It's a bit eerie how my last post 'In Loving Memory' was 15 days before my father died. I guess it's just something I never saw coming and well even if I did, I don't think I was ever going be ready for it both physically and mentally for it. I still remember everything that happened the day before, how I smiled a lot, the rush of adrenaline I felt at times, the last words he said to me when I saw him and they way I looked at him whilst he was reading the paper, how he scolded me for trying to kill a spider. I even remember the last meal he had.

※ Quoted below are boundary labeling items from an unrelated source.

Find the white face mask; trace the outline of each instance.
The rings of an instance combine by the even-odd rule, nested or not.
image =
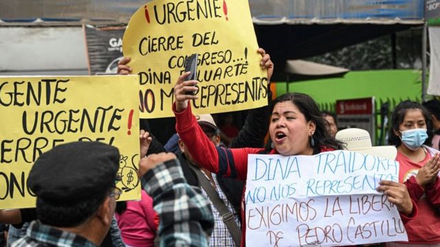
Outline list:
[[[426,128],[417,128],[408,130],[400,131],[402,133],[402,143],[411,150],[417,150],[428,139],[428,133]]]

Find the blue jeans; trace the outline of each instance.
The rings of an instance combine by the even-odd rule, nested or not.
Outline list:
[[[26,235],[26,230],[29,226],[29,222],[25,222],[21,228],[16,228],[12,225],[9,225],[9,231],[8,231],[8,244],[7,247],[10,247],[13,242]]]

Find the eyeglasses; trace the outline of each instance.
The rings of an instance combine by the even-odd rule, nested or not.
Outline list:
[[[115,200],[118,200],[119,199],[119,198],[121,196],[121,194],[122,193],[122,191],[119,189],[118,187],[114,187],[113,188],[113,191],[107,194],[108,197],[114,197]]]

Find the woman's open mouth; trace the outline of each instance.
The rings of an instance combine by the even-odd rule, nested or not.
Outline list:
[[[281,143],[287,137],[287,136],[283,132],[278,131],[275,132],[275,141],[277,143]]]

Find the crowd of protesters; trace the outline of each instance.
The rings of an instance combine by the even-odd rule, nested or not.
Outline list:
[[[263,49],[256,52],[270,81],[270,57]],[[131,72],[129,62],[120,62],[120,74]],[[120,178],[117,148],[97,142],[60,145],[41,154],[30,172],[36,208],[0,210],[0,244],[245,246],[248,154],[350,150],[349,138],[338,138],[336,117],[300,93],[272,101],[269,91],[267,106],[250,110],[241,130],[231,126],[231,119],[219,128],[210,115],[192,114],[190,102],[197,95],[186,93],[197,90],[198,82],[186,81],[188,74],[174,88],[177,134],[163,146],[141,124],[140,200],[116,202],[122,193],[116,186]],[[404,101],[393,113],[388,136],[392,158],[400,165],[399,183],[382,181],[377,190],[397,207],[409,242],[384,246],[440,246],[439,119],[435,100],[423,106]]]

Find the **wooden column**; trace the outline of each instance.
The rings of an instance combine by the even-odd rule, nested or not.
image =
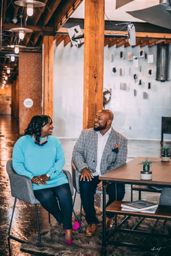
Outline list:
[[[54,36],[43,37],[43,112],[53,118]]]
[[[104,0],[85,0],[83,129],[103,108]]]

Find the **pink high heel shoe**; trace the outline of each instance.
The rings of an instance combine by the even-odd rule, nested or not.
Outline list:
[[[76,230],[76,229],[79,229],[80,226],[80,224],[78,221],[75,221],[74,225],[72,228],[72,230]],[[66,229],[64,229],[64,233],[65,234],[65,238],[66,238],[66,243],[67,243],[68,245],[72,245],[73,243],[73,241],[72,240],[67,240],[66,239]]]
[[[76,230],[76,229],[79,229],[80,226],[80,224],[78,221],[75,221],[74,225],[73,226],[72,229],[72,230]]]
[[[70,229],[69,230],[71,230],[72,231],[72,229]],[[66,230],[64,229],[64,233],[65,234],[65,239],[66,239],[66,242],[67,243],[68,243],[68,245],[72,245],[73,243],[73,241],[72,240],[67,240],[66,239]]]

The morning it happened, I had a dream of my mother, sister, my father, and I ... how we were all laughing and happy because we had a new addition to the family. When I woke up I thought to myself a new baby being born could mean a person dying and then..... I found out. I remember jumping out of bed to go see if it was really true. I was denial because he looked so beautiful and peaceful, I thought he was sleeping. My escape from the world is either writing or music, but when I tried either, it didn't work. I remember how I tried writing after but I felt so empty, even when I was told to write a speech - a farewell letter to him, that I was meant to say on the day of his funeral, I just couldn't do it. I remember how I wanted to say everything important but I figured I would need to write a whole book. Some of the things I wanted to say, only you would understand and it seemed pointless to include in the letter, but also seemed important to include. The day he died tears did not come to my eyes maybe because of the shock because it never hit me the first day , but when I saw his coffin and everything I just broke down and I guess that's when it hit me that you were truly gone.
Sometimes I feel like I| was too hard on him and I wonder if he was ever proud of me , I'd like to think that I made him proud nonetheless. I feel like I owe it to him. I never thought I would get out of this dark time but I guess God has his ways.
Goodbye my babies where his last words he said to me and my sis
R.I.P dear dad and your 'babies' love you !!!